2008-01-06

os Magos puseram-se a caminho

Hoje é dia de Reis.
Dia da manifestação do amor de Deus.
Como sempre (ou quase sempre...), nestes dias fortes em que fazemos memória da história da nossa relação com Deus, que é a História da Salvação, propus-me ler/meditar sobre a realidade dos mistérios que nos são propostos pelo nosso Deus. E encontrei na Revista Bíblica, editada pela Provincia Portuguesa da Ordem dos Frades Menores Capuchinhos este texto que transcrevo como partilha e ajuda para quem quer viver este ano de 2008 à escuta das epifanias de Deus.
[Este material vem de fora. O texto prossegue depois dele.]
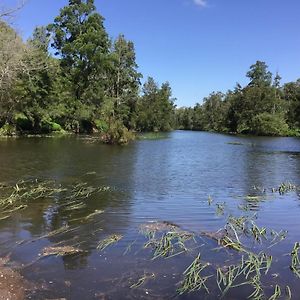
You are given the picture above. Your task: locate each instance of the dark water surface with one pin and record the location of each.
(165, 180)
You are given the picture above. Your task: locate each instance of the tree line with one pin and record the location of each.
(262, 107)
(71, 76)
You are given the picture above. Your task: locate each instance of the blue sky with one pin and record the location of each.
(199, 46)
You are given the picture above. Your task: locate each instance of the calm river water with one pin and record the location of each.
(167, 181)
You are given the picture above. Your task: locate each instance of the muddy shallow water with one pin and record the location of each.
(76, 193)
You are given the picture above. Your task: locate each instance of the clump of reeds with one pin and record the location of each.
(112, 239)
(193, 279)
(169, 244)
(295, 266)
(248, 272)
(220, 208)
(284, 188)
(60, 251)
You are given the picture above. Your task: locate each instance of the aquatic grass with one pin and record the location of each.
(112, 239)
(60, 251)
(220, 209)
(288, 292)
(226, 279)
(277, 293)
(277, 237)
(295, 266)
(193, 279)
(258, 291)
(258, 233)
(230, 243)
(284, 188)
(169, 244)
(248, 272)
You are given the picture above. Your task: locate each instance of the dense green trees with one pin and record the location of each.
(263, 107)
(70, 76)
(91, 83)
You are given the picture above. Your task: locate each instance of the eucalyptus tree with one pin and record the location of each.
(82, 45)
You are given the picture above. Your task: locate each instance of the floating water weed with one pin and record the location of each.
(258, 293)
(258, 233)
(226, 279)
(193, 279)
(169, 244)
(60, 251)
(277, 237)
(277, 293)
(229, 242)
(295, 267)
(112, 239)
(288, 292)
(250, 269)
(220, 209)
(284, 188)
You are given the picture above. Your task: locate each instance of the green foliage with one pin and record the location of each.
(48, 126)
(270, 124)
(156, 110)
(117, 133)
(7, 130)
(260, 108)
(22, 122)
(93, 84)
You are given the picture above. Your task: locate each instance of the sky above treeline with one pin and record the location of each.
(199, 46)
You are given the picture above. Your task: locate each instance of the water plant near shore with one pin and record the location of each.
(193, 279)
(112, 239)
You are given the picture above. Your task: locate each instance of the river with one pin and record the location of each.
(186, 181)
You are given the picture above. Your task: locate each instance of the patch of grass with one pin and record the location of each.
(60, 251)
(193, 279)
(112, 239)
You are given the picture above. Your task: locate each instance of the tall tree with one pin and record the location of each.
(81, 42)
(259, 74)
(124, 80)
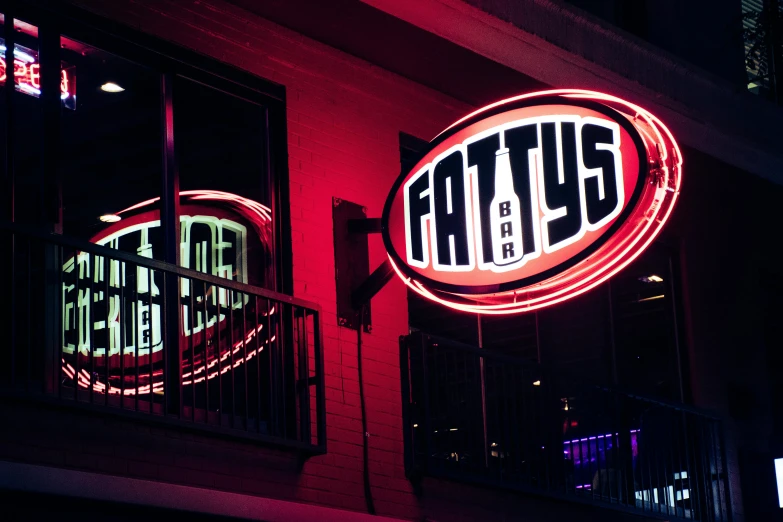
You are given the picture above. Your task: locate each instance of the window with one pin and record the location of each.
(162, 289)
(762, 30)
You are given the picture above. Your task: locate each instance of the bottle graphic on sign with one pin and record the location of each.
(504, 214)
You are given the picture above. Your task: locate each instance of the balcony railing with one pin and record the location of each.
(483, 417)
(91, 326)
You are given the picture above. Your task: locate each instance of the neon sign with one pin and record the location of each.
(27, 74)
(531, 201)
(114, 311)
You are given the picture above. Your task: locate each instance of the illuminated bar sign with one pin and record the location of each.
(531, 201)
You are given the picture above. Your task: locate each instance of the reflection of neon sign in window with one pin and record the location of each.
(113, 310)
(27, 74)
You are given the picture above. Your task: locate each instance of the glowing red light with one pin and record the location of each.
(552, 275)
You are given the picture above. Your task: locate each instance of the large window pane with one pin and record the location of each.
(111, 152)
(111, 166)
(226, 226)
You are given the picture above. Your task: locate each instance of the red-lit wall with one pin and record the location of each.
(344, 119)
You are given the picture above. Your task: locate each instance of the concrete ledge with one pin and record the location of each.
(93, 486)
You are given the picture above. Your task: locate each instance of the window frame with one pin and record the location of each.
(169, 60)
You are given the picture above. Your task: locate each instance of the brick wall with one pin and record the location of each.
(344, 118)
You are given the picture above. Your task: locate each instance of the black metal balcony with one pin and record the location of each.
(90, 326)
(483, 417)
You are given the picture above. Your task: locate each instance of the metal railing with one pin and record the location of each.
(92, 326)
(483, 417)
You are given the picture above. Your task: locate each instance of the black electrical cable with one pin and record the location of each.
(365, 434)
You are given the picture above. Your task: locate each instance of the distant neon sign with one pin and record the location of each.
(27, 74)
(531, 201)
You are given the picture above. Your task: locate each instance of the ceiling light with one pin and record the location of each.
(111, 87)
(653, 298)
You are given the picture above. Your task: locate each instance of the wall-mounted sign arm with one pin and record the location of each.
(364, 226)
(372, 285)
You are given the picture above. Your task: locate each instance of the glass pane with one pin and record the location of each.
(111, 166)
(226, 221)
(225, 231)
(111, 160)
(644, 326)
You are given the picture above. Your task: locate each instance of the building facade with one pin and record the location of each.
(189, 230)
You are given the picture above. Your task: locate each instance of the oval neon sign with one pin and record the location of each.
(531, 201)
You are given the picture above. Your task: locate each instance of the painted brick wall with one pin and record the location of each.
(344, 119)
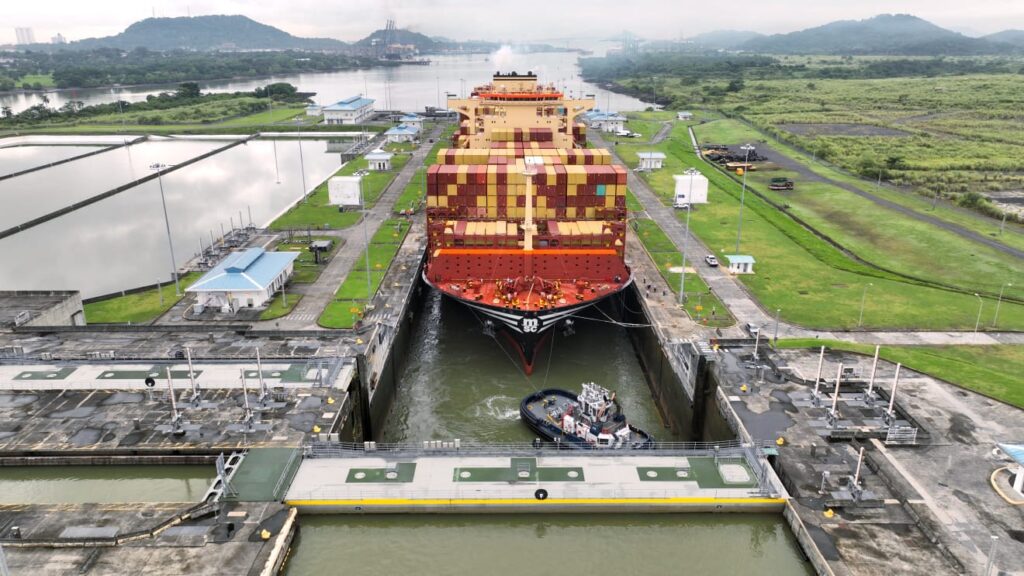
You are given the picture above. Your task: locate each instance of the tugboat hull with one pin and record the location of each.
(531, 408)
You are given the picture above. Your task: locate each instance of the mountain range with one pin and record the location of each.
(884, 34)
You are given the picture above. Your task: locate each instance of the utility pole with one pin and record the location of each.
(167, 223)
(742, 192)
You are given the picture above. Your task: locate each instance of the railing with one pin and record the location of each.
(732, 448)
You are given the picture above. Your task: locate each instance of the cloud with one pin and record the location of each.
(530, 19)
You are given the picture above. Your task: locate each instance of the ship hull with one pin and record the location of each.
(526, 330)
(551, 433)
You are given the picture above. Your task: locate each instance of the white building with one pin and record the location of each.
(344, 191)
(402, 133)
(740, 263)
(691, 188)
(245, 279)
(650, 160)
(379, 160)
(412, 120)
(353, 110)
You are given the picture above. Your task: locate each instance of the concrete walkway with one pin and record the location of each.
(744, 306)
(318, 294)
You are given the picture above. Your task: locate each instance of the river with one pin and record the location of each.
(404, 87)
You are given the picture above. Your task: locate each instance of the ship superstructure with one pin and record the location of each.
(525, 224)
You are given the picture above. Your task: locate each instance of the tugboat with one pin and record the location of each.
(592, 420)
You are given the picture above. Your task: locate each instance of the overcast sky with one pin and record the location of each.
(527, 19)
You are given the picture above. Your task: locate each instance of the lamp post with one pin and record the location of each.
(981, 304)
(302, 164)
(998, 301)
(167, 224)
(863, 298)
(686, 238)
(742, 193)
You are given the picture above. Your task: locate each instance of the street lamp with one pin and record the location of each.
(686, 237)
(998, 301)
(742, 193)
(863, 298)
(981, 303)
(167, 223)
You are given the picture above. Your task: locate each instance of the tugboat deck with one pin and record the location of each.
(450, 483)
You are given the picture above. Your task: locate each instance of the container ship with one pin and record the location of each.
(525, 224)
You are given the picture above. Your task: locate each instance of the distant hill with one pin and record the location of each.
(422, 42)
(1013, 37)
(207, 33)
(725, 39)
(885, 34)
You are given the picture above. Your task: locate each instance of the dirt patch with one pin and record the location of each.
(842, 130)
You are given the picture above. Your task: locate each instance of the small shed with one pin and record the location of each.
(344, 191)
(379, 160)
(650, 160)
(691, 188)
(412, 120)
(740, 263)
(402, 133)
(245, 279)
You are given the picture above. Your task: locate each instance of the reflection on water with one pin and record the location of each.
(17, 158)
(42, 192)
(464, 384)
(518, 544)
(57, 485)
(406, 87)
(120, 242)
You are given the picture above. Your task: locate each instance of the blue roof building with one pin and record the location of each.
(402, 133)
(352, 110)
(245, 279)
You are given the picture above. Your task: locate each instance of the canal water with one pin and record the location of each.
(466, 385)
(406, 87)
(56, 485)
(515, 544)
(120, 243)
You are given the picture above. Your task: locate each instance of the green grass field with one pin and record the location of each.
(138, 307)
(993, 371)
(813, 283)
(701, 304)
(351, 297)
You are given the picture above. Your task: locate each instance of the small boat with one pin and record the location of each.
(591, 420)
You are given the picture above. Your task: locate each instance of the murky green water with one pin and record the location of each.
(467, 385)
(627, 544)
(57, 485)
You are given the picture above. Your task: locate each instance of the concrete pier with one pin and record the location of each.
(455, 480)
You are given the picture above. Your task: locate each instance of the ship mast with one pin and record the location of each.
(528, 228)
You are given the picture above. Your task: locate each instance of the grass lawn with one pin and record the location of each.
(813, 283)
(278, 307)
(138, 307)
(665, 254)
(306, 269)
(314, 210)
(350, 299)
(993, 371)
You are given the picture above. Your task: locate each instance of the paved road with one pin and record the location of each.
(745, 309)
(317, 295)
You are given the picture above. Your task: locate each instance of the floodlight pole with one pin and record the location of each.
(167, 223)
(742, 192)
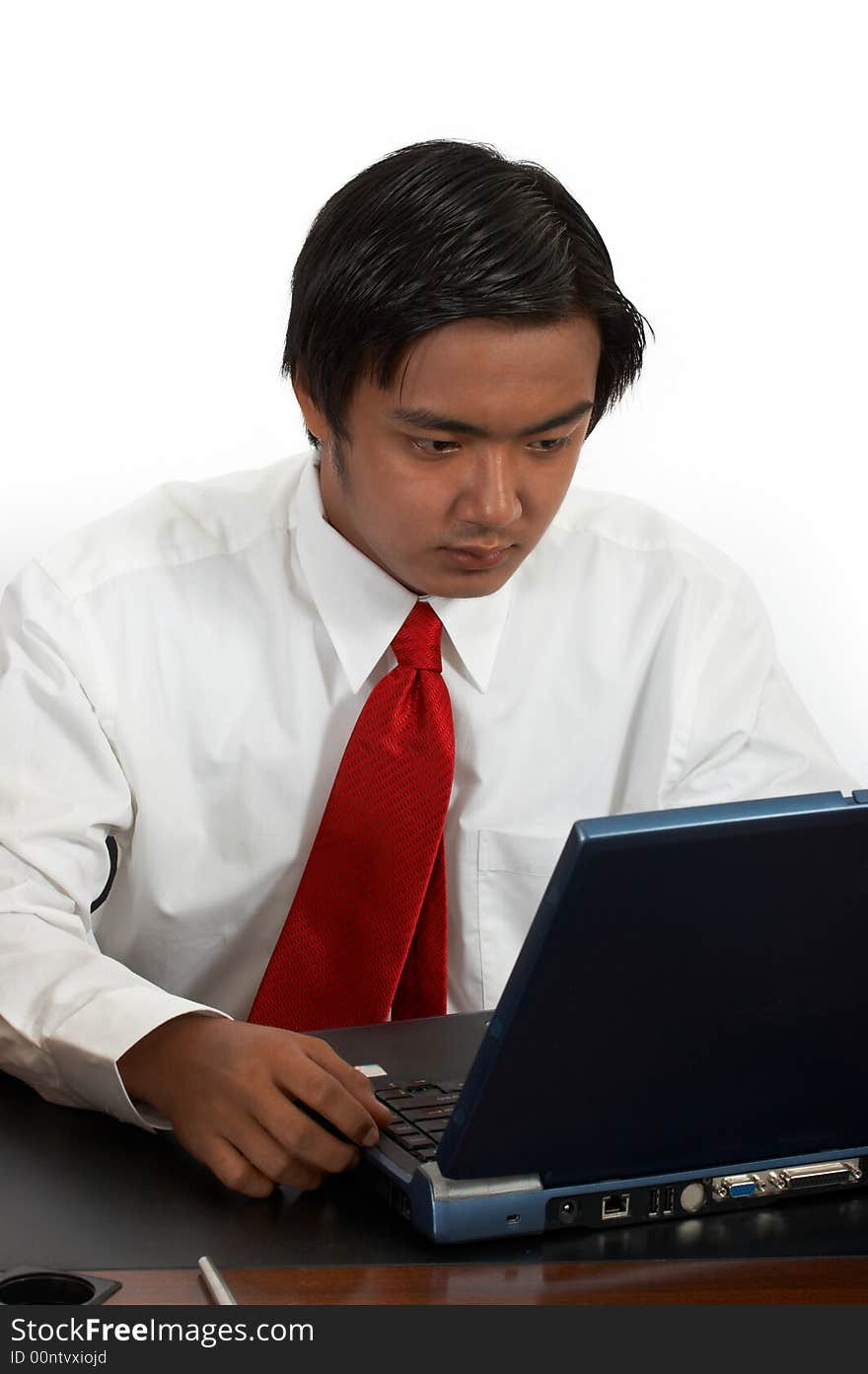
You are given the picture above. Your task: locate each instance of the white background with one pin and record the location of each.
(163, 164)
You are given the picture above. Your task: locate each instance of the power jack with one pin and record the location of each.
(567, 1210)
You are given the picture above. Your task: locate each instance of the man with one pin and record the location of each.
(202, 856)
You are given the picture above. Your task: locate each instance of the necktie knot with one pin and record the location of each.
(416, 645)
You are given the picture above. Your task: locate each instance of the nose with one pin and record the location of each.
(489, 493)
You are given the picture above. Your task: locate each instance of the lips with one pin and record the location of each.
(478, 555)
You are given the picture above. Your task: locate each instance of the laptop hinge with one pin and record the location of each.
(450, 1191)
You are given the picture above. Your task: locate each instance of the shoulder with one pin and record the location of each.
(637, 538)
(175, 524)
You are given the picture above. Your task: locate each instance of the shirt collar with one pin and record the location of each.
(363, 608)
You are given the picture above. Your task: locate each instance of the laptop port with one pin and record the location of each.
(819, 1175)
(615, 1205)
(567, 1210)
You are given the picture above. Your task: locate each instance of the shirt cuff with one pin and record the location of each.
(88, 1045)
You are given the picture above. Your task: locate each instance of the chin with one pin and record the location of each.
(465, 584)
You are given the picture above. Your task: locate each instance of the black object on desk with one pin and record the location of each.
(51, 1287)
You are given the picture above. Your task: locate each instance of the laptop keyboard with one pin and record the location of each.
(420, 1111)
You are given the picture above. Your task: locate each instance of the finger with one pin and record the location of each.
(272, 1158)
(356, 1083)
(316, 1087)
(233, 1168)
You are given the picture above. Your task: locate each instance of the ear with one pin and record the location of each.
(315, 420)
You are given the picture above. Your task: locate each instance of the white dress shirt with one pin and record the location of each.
(184, 675)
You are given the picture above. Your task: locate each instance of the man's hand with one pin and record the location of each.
(228, 1090)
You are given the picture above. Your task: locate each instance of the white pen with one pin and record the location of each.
(214, 1282)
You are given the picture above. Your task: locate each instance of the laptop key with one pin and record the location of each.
(427, 1114)
(412, 1140)
(422, 1100)
(399, 1128)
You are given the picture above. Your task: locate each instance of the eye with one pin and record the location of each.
(438, 444)
(556, 444)
(445, 446)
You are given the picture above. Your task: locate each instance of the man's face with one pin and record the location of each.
(452, 500)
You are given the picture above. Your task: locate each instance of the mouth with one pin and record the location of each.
(479, 556)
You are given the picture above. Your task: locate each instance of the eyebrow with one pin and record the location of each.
(429, 419)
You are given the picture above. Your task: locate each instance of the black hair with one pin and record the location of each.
(443, 231)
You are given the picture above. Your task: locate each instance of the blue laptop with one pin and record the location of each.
(682, 1034)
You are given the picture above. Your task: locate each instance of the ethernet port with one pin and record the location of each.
(615, 1205)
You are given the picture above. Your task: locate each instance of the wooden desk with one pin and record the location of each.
(655, 1282)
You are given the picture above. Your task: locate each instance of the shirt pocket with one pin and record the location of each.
(514, 873)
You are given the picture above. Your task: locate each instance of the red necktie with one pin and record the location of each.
(367, 929)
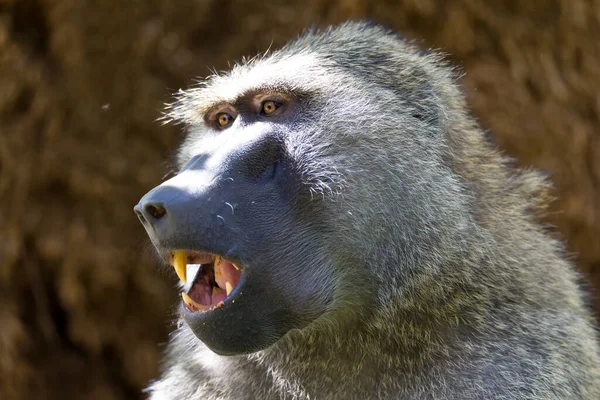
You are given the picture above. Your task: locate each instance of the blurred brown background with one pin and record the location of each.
(83, 307)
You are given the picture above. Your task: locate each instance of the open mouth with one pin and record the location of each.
(208, 279)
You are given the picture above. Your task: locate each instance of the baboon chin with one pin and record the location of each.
(342, 230)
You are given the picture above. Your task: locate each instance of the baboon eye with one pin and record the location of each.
(224, 119)
(269, 107)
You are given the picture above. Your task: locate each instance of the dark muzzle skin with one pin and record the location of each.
(234, 203)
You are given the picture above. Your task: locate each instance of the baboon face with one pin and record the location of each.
(283, 193)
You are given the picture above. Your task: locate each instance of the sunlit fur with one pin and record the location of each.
(445, 286)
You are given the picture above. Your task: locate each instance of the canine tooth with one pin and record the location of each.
(179, 262)
(191, 303)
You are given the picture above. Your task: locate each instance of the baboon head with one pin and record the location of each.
(313, 186)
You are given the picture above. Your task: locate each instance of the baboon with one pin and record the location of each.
(342, 229)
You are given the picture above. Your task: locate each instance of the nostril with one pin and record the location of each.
(155, 210)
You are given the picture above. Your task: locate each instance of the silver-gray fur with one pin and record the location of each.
(440, 283)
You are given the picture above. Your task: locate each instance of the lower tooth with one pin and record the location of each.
(191, 304)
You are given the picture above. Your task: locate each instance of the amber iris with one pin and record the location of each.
(224, 119)
(269, 107)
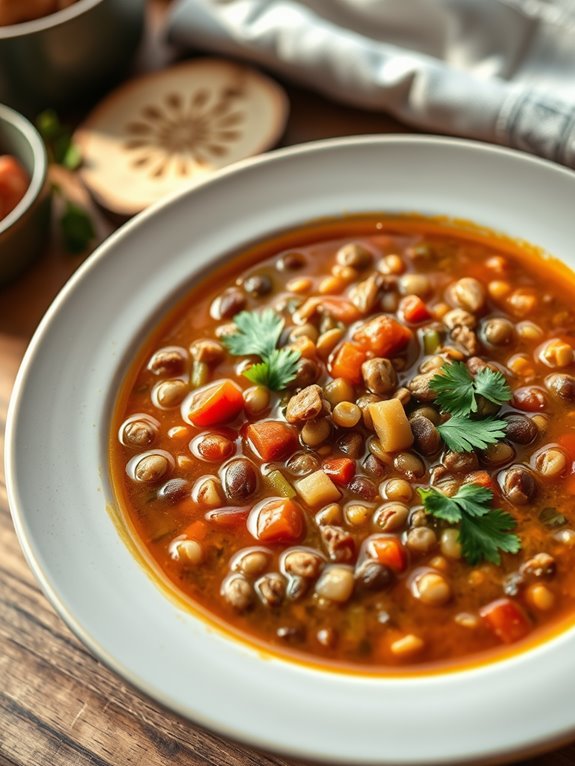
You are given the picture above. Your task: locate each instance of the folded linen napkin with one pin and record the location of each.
(495, 70)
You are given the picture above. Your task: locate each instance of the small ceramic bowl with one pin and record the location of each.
(69, 55)
(23, 231)
(57, 458)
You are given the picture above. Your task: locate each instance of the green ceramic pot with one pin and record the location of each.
(70, 56)
(24, 231)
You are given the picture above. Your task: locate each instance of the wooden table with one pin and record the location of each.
(58, 705)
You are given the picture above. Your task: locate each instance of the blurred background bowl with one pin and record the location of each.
(68, 56)
(24, 231)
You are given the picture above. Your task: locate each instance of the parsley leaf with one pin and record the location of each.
(278, 369)
(483, 537)
(483, 531)
(258, 333)
(456, 389)
(464, 435)
(76, 227)
(58, 140)
(492, 385)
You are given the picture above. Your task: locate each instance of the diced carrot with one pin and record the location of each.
(197, 530)
(216, 403)
(567, 441)
(272, 439)
(388, 551)
(341, 470)
(13, 184)
(569, 484)
(506, 619)
(346, 362)
(230, 516)
(414, 309)
(276, 521)
(383, 335)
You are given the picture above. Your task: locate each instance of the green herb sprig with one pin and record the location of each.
(58, 139)
(484, 532)
(258, 334)
(457, 393)
(457, 390)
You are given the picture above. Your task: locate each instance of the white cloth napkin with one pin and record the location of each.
(495, 70)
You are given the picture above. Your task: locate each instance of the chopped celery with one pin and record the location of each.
(280, 484)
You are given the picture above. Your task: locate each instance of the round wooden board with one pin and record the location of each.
(161, 132)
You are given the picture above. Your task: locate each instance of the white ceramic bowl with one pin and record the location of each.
(57, 474)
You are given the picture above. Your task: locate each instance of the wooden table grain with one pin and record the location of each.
(58, 705)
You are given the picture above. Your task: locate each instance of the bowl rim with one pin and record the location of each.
(39, 169)
(554, 736)
(23, 28)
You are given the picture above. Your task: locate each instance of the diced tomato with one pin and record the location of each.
(216, 403)
(13, 184)
(388, 551)
(569, 484)
(341, 470)
(414, 309)
(272, 439)
(346, 362)
(383, 335)
(506, 619)
(197, 530)
(335, 306)
(230, 516)
(567, 441)
(279, 520)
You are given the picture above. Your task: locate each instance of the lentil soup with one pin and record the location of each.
(355, 443)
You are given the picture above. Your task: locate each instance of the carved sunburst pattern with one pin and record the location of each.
(185, 132)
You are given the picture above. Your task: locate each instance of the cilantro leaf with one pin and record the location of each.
(257, 333)
(483, 531)
(454, 388)
(464, 435)
(58, 140)
(276, 371)
(492, 385)
(76, 228)
(483, 537)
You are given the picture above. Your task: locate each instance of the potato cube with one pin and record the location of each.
(317, 489)
(391, 425)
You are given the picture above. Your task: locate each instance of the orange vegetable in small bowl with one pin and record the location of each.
(24, 194)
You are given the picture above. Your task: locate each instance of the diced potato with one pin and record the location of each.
(317, 489)
(391, 425)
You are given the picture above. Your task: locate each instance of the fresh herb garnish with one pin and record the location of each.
(456, 389)
(76, 228)
(483, 531)
(464, 435)
(457, 393)
(58, 140)
(258, 333)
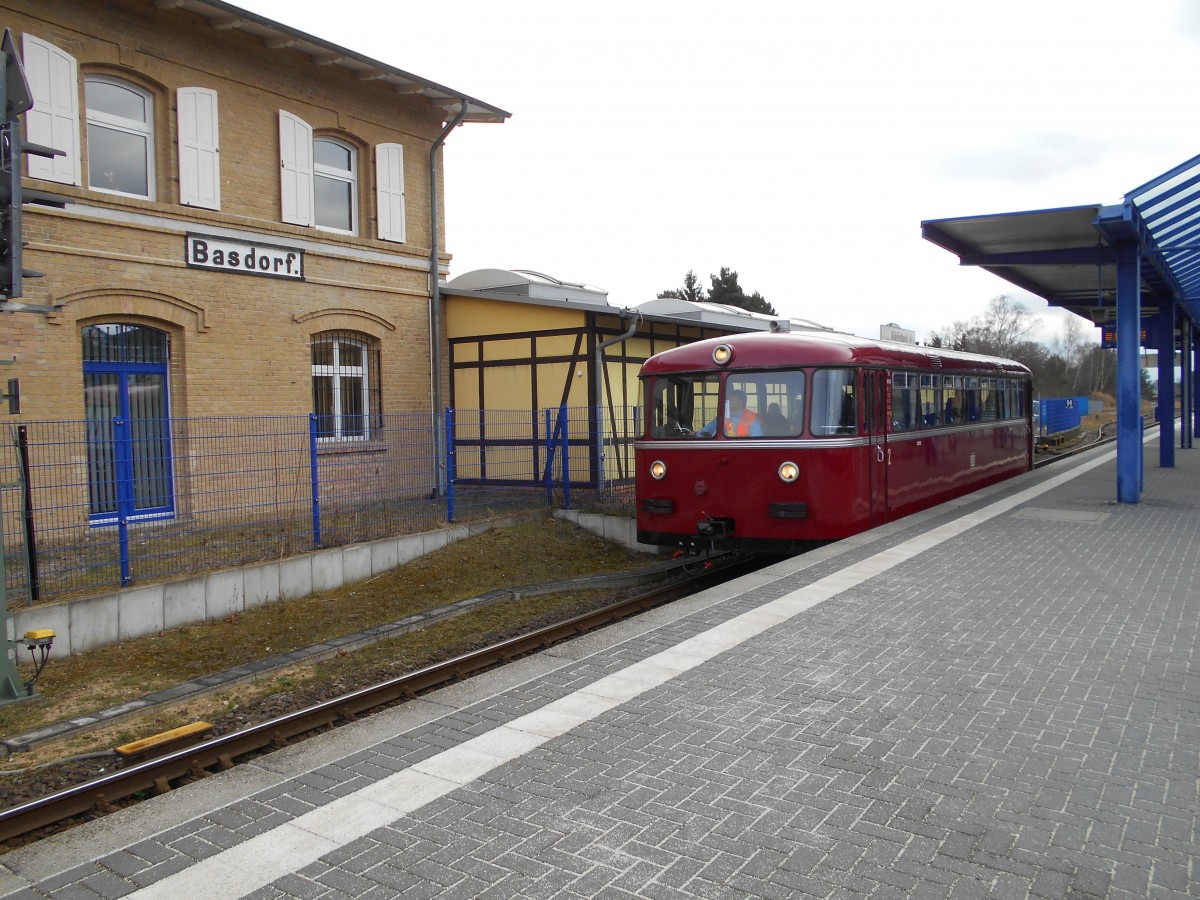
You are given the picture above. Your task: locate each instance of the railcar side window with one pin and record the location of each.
(988, 408)
(930, 401)
(682, 405)
(834, 406)
(952, 397)
(905, 411)
(971, 400)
Aqui vai:

A ESTRELA DE BELÉM ERA UMA ESTRELA?

Hoje os biblistas defendem que Mateus (2, 1-12) compôs este passo para expor a tese da universalidade da salvação. assim, cada elemento da narração simbolizaria uma realidade diferente: os magos representam os pagãos; Herodes, os judeus; a estrela, a fé.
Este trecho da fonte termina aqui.